The garden in Vama Veche where me and Florin
spent a few days, belonging to a German woman, was full of surprises: apples, a
white, beautiful dog, plums, cats, tomatoes. We stayed in one of the
three small wooden cottages built in the garden.
Mogosoaia
About 10 km from Bucharest ,
there is the Mogosoaia
Palace , built about 300
years ago by Constantin Brancoveanu and rebuilt in the 1920s by princess Marta
Bibescu. I t’s located in a dusty commune and to reach the palace, you
have to walk about 300m (or even less) from the main boulevard, but the
discrepancy between the village, which is poor, dusty, without any spark of
glamour and the palace area, which is large, green and
full of history, is huge. Anyway, the palace area is stuffed with people walking,
taking pictures, making barbecues, picnics, weddings, kids, single women in
their 40s, an expensive restaurant located in one of the wings of the palace and many surprising details, including a bucket with rose petals.
On the small road leading
to the Palace, about 100m from the main entrance, there where two old ladies chatting and an add saying: we are
selling lavender seedlings.
Bucurestii Noi
After a pretty short ride by metro, I arrived in the Bucurestii
Noi ( literally New Bucharest) neighborhood and I had the feeling I
landed in a small city, or in a village.
The small, perpendicular streets on the main boulevard
called Bucurestii Noi, the old houses, the trees, the smell of autumn, all this
was different from the image I had about this district. I thought it’s a
modern, developing neighborhood and probably it is, but it’s also stuffed with
houses which are not pretentious at all, where families live, a neighbourhood with dogs, old
cars, fathers and sons repairing cars. I’ve seen some new apartments blocks
built among the houses, but they aren’t that many.

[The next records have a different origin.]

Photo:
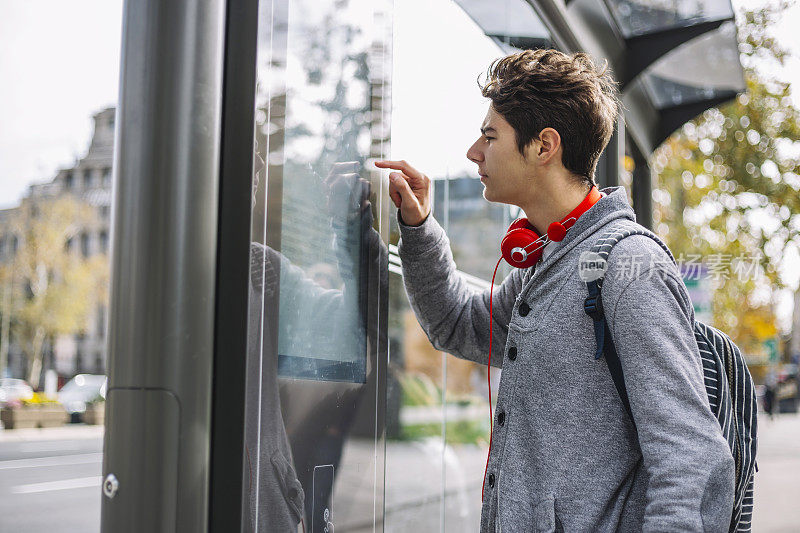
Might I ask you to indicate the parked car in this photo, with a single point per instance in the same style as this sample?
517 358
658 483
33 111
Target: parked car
12 389
80 391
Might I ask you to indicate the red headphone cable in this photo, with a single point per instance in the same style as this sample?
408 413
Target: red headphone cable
489 380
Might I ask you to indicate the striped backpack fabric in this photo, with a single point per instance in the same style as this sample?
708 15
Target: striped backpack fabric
728 382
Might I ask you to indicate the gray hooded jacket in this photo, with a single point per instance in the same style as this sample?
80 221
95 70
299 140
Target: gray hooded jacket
565 455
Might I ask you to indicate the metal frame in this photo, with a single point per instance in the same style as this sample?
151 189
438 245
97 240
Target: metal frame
233 245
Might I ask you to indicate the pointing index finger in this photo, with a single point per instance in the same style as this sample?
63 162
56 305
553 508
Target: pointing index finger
403 166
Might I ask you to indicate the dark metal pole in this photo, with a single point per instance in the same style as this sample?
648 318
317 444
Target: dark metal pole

According to Wikipedia, “At the end of the 19th century the
area was known as Măicănești
or Grefoaicele and was owned by Nicolae Bazilescu. The domain stretched
on 295 hectares from which 155 hectares were put out for sale and the rest was
donated to the public domain for the construction of streets and parks. In the
past the area was a part of Băneasa commune, then it became a part of the city
of Grivița .
It was integrated in the Bucharest
area in the early 1950s when construction of apartment blocks started on the right
side of Bucureștii Noi boulevard. The
neighborhood contins many penthouses and modern villas which serve a small
community of families who own private courtyards. These buildings are an
alternative way of living very different from the communist-style apartment
blocks found in the other districts of the city.”